The novel begins with Catherine Earnshaw and her brother Hindley, growing up alongside the adopted Heathcliff, a strange and sadistic boy their father mysteriously brought back from Liverpool. Following a wild childhood with Heathcliff, social expectations catch up with Catherine as she chooses to marry Edgar Linton from Thrushcross Grange even though she confesses her still-deep love for Heathcliff. When Catherine dies following the birth of her daughter, history begins to repeat itself with a similar love triangle between the younger Cathy, Heathcliff’s son, Linton, and Hindley’s son, Hareton. The beauty of this repetition is the evident attributes the characters inherit; Catherine, the daughter of the emotionally extreme Cathy and the reserved and romantic Edgar, is written as holding a balance of passion and delicacy perfectly.

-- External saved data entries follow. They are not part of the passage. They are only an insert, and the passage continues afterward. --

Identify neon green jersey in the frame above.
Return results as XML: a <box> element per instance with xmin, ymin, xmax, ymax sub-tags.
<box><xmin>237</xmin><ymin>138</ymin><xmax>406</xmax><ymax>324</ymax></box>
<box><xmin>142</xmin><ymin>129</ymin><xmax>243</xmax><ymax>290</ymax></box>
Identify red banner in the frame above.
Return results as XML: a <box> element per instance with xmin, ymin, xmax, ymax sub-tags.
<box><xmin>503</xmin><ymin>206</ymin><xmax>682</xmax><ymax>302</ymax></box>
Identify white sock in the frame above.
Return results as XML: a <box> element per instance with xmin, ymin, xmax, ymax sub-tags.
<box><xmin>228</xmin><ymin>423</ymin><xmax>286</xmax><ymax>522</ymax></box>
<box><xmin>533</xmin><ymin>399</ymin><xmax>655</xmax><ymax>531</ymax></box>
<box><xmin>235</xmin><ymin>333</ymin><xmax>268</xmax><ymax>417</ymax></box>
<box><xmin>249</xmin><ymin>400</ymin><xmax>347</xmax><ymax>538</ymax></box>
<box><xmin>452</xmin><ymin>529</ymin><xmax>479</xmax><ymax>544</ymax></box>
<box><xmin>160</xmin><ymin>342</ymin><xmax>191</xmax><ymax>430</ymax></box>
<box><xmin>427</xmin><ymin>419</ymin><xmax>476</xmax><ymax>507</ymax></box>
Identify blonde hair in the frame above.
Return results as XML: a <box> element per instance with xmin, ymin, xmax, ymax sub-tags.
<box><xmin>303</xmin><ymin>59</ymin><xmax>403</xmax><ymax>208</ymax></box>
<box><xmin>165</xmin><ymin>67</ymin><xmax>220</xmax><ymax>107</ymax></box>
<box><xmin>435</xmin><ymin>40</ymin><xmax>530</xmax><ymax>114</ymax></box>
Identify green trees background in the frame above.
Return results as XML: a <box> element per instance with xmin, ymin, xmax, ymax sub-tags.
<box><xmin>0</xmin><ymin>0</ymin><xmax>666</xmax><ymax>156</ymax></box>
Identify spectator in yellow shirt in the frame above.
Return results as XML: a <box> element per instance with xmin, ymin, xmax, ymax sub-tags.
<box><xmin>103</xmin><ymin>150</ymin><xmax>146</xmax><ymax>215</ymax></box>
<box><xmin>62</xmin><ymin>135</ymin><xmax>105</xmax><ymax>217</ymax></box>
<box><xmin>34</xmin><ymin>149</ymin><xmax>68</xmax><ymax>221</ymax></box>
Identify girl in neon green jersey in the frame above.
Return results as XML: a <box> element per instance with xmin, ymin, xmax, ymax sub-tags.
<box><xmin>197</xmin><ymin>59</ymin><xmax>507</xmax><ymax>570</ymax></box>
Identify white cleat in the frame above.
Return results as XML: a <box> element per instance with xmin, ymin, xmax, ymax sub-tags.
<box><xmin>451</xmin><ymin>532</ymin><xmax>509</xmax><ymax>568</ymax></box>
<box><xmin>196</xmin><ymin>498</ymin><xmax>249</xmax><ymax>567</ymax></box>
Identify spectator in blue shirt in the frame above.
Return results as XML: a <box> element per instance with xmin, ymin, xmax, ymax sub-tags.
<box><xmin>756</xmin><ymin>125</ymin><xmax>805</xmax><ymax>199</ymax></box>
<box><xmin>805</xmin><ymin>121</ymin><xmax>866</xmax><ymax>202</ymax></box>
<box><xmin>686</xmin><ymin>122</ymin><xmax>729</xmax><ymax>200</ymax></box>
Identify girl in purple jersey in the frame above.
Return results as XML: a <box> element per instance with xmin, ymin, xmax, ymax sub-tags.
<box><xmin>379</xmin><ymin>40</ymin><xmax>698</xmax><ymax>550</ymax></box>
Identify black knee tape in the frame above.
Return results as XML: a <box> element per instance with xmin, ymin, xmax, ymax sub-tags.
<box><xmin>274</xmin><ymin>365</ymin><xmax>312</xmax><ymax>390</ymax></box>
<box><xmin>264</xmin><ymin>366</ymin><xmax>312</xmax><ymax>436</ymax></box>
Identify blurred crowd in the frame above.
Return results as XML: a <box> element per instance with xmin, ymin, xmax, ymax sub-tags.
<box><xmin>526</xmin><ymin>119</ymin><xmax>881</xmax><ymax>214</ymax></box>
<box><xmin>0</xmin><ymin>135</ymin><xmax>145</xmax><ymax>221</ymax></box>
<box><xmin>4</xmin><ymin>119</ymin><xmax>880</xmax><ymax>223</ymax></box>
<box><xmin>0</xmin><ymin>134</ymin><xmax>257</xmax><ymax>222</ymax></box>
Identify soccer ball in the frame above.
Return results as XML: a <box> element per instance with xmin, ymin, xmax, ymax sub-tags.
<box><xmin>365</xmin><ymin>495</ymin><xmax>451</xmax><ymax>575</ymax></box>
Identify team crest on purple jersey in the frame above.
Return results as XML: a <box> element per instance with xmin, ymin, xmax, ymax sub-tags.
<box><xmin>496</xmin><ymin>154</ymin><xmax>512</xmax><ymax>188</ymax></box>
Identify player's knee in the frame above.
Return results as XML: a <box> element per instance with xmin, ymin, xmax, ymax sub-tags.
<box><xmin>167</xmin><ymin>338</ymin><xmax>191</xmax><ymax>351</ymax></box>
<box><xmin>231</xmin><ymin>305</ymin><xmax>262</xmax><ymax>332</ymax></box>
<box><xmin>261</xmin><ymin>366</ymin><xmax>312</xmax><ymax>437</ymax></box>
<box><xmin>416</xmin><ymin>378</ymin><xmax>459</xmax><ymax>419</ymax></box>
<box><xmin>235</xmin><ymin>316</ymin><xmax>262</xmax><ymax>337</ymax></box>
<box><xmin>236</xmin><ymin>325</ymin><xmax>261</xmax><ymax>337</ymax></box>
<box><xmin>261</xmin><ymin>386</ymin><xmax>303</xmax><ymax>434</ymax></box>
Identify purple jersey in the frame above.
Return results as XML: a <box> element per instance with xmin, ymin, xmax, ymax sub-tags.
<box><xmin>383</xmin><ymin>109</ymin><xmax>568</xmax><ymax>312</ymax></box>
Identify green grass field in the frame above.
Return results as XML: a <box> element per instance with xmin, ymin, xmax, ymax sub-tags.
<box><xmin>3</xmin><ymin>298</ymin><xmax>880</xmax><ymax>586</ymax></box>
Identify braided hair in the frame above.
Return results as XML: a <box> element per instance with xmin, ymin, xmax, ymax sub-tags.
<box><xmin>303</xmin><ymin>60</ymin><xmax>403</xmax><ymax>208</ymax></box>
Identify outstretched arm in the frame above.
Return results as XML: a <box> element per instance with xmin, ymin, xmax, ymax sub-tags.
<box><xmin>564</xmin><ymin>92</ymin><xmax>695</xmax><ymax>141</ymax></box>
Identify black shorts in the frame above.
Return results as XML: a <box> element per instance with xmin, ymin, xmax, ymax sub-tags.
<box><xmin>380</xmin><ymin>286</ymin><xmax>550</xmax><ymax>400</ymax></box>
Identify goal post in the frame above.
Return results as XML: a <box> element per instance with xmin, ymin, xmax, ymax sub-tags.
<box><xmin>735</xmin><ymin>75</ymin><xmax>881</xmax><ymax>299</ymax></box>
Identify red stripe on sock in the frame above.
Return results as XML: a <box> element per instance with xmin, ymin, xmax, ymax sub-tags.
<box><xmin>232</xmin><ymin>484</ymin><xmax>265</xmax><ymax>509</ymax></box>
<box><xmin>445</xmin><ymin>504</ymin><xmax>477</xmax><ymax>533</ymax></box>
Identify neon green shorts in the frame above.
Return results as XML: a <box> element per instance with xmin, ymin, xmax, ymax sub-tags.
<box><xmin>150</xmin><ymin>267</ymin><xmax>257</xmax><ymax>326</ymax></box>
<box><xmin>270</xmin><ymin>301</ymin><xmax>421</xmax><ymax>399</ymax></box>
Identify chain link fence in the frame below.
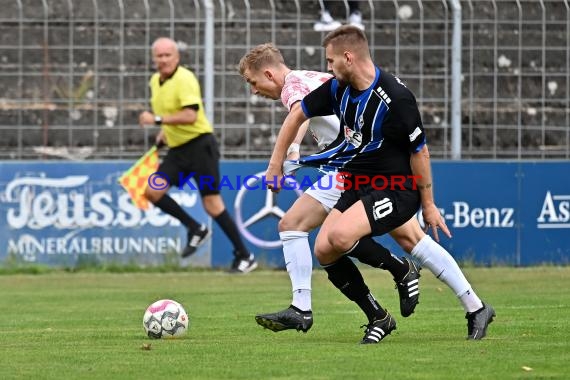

This novel is truly passionate, with Bronte’s description of Catherine’s love for Heathcliff being one of the most emotional extracts in literature. These words, including the famous “Whatever our souls are made of, his and mine are the same,” paired with the setting of the wild Yorkshire moors, create the book’s enticing rawness. The novel is brilliantly well-written, with the Gothic darkness surrounding the tale twisting the emotion into something sinister. Although Wuthering Heights may be a generic choice, its legacy is completely honest. Wuthering Heights is my favourite book.